Die zentrale Frage lautet, ob die Darstellung der Tötung Achills als eine bewusste spöttische Inversion der eucharistischen Symbolik durch den Autor zu interpretieren ist.
Welche wissenschaftliche Methode wird primär angewendet?
Die Untersuchung basiert auf einer literaturwissenschaftlichen Analyse unter Einbeziehung theologischer Begriffsbestimmungen und biographischer Kontexte des Autors.
Was wird im Hauptteil der Arbeit behandelt?
Der Hauptteil analysiert, wie Penthesilea Achill durch eine sprachliche Vergötterung in eine göttliche Rolle erhebt, um anschließend eine verstörende Analogie zum eucharistischen Verzehr zu vollziehen.
Welche Schlüsselbegriffe charakterisieren die Analyse?
Besonders prägend sind die Begriffe Anthropophagie (Menschenfresserei), Theophagie (Gott-Essen), Realpräsenz sowie die Unterscheidung zwischen metaphorischer und wörtlicher Bedeutung.

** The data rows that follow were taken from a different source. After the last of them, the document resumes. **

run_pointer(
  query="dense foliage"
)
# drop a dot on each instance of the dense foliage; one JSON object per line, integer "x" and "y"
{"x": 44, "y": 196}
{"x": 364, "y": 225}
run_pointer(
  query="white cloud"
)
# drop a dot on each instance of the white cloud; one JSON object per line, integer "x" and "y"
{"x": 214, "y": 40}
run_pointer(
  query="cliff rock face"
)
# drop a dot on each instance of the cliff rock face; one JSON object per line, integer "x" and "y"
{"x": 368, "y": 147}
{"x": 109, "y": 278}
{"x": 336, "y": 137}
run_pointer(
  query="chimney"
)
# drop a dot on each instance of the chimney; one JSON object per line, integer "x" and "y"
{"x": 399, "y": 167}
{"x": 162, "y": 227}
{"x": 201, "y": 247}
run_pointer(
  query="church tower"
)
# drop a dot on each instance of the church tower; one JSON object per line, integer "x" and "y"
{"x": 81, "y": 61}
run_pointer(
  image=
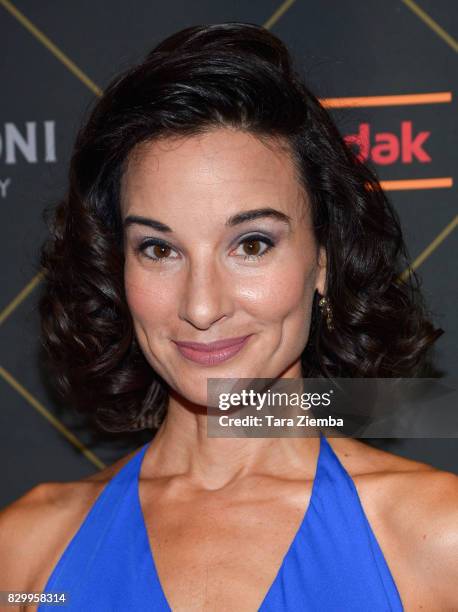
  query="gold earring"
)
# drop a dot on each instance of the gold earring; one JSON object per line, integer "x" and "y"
{"x": 326, "y": 309}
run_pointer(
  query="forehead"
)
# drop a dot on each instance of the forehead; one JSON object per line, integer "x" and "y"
{"x": 220, "y": 168}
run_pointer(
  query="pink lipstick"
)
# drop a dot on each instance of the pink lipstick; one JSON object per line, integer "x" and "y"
{"x": 213, "y": 352}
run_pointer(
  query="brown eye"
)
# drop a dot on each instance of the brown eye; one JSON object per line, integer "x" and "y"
{"x": 160, "y": 251}
{"x": 252, "y": 247}
{"x": 154, "y": 250}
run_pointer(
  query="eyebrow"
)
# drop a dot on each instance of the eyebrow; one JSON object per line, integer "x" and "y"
{"x": 243, "y": 217}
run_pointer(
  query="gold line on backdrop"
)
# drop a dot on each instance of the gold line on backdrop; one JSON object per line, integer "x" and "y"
{"x": 70, "y": 65}
{"x": 55, "y": 422}
{"x": 433, "y": 25}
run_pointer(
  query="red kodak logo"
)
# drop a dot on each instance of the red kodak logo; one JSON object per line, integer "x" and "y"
{"x": 388, "y": 148}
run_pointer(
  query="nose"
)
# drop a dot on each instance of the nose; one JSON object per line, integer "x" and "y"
{"x": 206, "y": 295}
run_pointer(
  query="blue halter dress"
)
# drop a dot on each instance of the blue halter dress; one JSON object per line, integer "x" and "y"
{"x": 334, "y": 563}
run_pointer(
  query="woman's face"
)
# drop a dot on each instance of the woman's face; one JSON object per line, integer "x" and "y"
{"x": 196, "y": 271}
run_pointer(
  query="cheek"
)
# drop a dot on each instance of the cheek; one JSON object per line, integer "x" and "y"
{"x": 149, "y": 296}
{"x": 283, "y": 291}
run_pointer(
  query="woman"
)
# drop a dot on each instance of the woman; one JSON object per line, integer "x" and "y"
{"x": 212, "y": 199}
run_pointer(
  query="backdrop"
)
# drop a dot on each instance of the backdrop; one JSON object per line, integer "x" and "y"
{"x": 387, "y": 71}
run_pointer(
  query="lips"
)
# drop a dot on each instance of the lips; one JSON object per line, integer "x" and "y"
{"x": 214, "y": 352}
{"x": 212, "y": 346}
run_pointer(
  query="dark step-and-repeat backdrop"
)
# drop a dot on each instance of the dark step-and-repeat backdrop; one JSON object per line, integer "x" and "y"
{"x": 386, "y": 70}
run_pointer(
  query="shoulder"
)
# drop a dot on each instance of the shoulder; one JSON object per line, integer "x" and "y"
{"x": 55, "y": 509}
{"x": 413, "y": 508}
{"x": 425, "y": 523}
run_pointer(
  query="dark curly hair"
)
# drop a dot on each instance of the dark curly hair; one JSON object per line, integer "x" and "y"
{"x": 235, "y": 75}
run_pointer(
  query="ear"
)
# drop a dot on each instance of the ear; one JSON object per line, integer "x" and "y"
{"x": 320, "y": 283}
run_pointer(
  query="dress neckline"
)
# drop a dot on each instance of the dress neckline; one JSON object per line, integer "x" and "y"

Wie bewertet der Autor den Vorwurf der Blasphemie?
Der Autor kommt zu dem Schluss, dass es zu kurz greift, Kleist eine gotteslästerliche Intention zu unterstellen, da das Drama eher eine fiktionale Demontage von Symbolen vornimmt als eine konkrete politische Diffamierung.
Welche Rolle spielt die Konfession des Autors für die Interpretation?
Kleists protestantische Erziehung und sein späterer Respekt vor religiösen Praktiken, wie sie in Briefen an seine Verlobte belegt sind, machen eine rein feindselige Haltung gegenüber dem Christentum unwahrscheinlicher.